# I'm a mess but want to keep my family together



## Nov18/2010

Hello.
My wife had an affair 3 years ago. When it came to light, my initial reaction was to leave of course but agreed to go to therapy to try and save the marriage. We have since stayed together and even had another baby (yes I'm sure she's mine!!!) but I'm still having a really hard time dealing with it. I have ups and downs that are a huge source of anxiety and I'm affraid I will never get over this.

She realizes it was a huge mistake and feels horrible and embarassed about what she did. She is willing to talk about it but prefers to talk about the future rather than dwell in the past. 

I can tell that she's trying to be a great wife but I've completely lost my self-confidence which makes it very hard for me to accept that she's here and we will work this out.
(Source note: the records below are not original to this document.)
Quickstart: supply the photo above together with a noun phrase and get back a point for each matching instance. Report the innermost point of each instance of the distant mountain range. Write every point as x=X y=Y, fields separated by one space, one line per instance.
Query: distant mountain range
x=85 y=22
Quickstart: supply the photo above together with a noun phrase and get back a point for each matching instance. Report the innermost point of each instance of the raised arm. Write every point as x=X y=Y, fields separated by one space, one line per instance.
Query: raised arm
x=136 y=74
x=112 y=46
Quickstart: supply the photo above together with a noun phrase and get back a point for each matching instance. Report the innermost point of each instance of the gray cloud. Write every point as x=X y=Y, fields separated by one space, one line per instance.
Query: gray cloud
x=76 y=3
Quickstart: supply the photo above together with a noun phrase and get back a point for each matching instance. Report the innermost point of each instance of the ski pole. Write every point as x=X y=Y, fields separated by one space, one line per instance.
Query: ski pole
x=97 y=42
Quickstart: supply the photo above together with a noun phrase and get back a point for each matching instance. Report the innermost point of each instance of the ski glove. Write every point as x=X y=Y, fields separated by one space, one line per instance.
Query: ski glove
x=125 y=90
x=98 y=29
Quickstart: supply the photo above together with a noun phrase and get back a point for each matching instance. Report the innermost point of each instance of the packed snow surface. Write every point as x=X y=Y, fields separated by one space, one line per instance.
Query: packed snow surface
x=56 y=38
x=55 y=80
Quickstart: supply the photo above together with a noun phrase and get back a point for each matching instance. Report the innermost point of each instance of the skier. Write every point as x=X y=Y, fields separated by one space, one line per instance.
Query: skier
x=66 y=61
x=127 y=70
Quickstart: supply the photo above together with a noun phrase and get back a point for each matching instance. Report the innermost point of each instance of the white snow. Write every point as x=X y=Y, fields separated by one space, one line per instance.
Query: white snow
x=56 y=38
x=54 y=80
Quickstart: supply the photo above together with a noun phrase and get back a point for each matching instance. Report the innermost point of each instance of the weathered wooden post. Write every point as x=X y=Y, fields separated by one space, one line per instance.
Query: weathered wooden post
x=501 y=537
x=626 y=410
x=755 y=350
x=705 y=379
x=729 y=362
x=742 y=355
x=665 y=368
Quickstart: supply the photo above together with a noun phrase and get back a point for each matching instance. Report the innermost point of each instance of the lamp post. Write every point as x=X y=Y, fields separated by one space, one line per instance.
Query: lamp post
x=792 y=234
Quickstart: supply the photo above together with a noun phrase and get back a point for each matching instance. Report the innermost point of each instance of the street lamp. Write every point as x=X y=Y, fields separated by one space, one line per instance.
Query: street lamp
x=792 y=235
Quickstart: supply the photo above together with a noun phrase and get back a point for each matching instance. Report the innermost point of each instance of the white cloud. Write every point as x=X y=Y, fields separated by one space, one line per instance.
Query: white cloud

I have no interest in divorce right now cause I can see she loves me and I know I love her. Is anybody else been through this and stayed together?


----------



## Tron

Nov,

Have you spent any time in IC or MC?

I suggest you spend a little time in the Reconciliation thread on the Coping With Infidelity board. http://talkaboutmarriage.com/coping-infidelity/52974-reconciliation.html

I am currently 10 years into my R and 10 yrs past DDay, BTW. My infidelity was 20 yrs ago. We are still here working on our M and still reconciling.


----------



## nogutsnoglory

Nov18/2010 said:


> Hello.
> My wife had an affair 3 years ago. When it came to light, my initial reaction was to leave of course but agreed to go to therapy to try and save the marriage. We have since stayed together and even had another baby (yes I'm sure she's mine!!!) but I'm still having a really hard time dealing with it. I have ups and downs that are a huge source of anxiety and I'm affraid I will never get over this.
> 
> She realizes it was a huge mistake and feels horrible and embarassed about what she did. *She is willing to talk about it but prefers to talk about the future rather than dwell in the past. *
> 
> I can tell that she's trying to be a great wife but I've completely lost my self-confidence which makes it very hard for me to accept that she's here and we will work this out.
> 
> I have no interest in divorce right now cause I can see she loves me and I know I love her. Is anybody else been through this and stayed together?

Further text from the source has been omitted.